2) ADHD: Seems we all know parents who have put their kids on a Gluten-Free diet hoping to improve behavior issues. Studies show that the presence of Celiac Disease is much higher in children and adults with ADHD compared to the general population. A gluten-free diet significantly improved ADHD symptoms in patients with Celiac Disease in one study. The results further suggest that Celiac Disease should be included in the ADHD symptom checklist.
3) Gluten-Ataxia: While rare, Gluten Ataxia is a neurological condition in which an autoimmune response to the gluten protein found in wheat, barley, and rye can irreversibly damage the part of the brain called the cerebellum. This can potentially cause issues with gait and gross motor skills, resulting in loss of coordination. Several studies show a gluten-free diet can help lessen or halt the progression the the disorder.
4) Depression & Anxiety: Research shows that people with Celiac Disease, especially women, suffer a higher than average rate of anxiety and depression. Read more about that here from Science Daily. Another study reported that “people who test negative for Celiac Disease but who have been diagnosed with gluten sensitivity also report higher levels of depression and anxiety”
5) Bi-Polar disorder & schizophrenia: In bipolar disorder, there are studies that indicate people with Celiac Disease or gluten sensitivity may have higher rates of this mental condition. Studies looking at levels of antibodies to gluten in the bloodstream of people with bipolar disorder and found especially high levels in those in the midst of a manic episode. Regarding schizophrenia, research suggests that people with a genetic intolerance to gluten may also be at increased risk for schizophrenia. Investigators say the link, if proven, could lead to new treatment options for a small subset of schizophrenic people. Researchers from John’s Hopkins University’s Bloomberg School of Public Health found people with Celiac Disease to be three times as likely as the general population to develop schizophrenia.
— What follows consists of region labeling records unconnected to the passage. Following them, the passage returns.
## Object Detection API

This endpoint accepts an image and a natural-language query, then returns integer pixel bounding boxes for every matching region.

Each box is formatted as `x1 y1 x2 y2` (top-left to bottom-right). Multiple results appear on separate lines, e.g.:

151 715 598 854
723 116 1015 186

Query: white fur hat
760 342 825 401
Of course, these are just a few potential connections between the Brain and Gut. If you’re still skeptical , I would suggest you consider this: Have you ever had “butterflies” in your stomach? Of course you know that feeling didn’t happen in your stomach, right? It was your brain that instantly instigated that feeling in your gut.
Based on my own experience and the research available, I believe there is a undeniable connection between the Brain and our Gut. I look forward to the continuing research that might encourage the Gluten-Free Diet to help treat more related issues.
HAPPY HALLOWEEN EVERYONE!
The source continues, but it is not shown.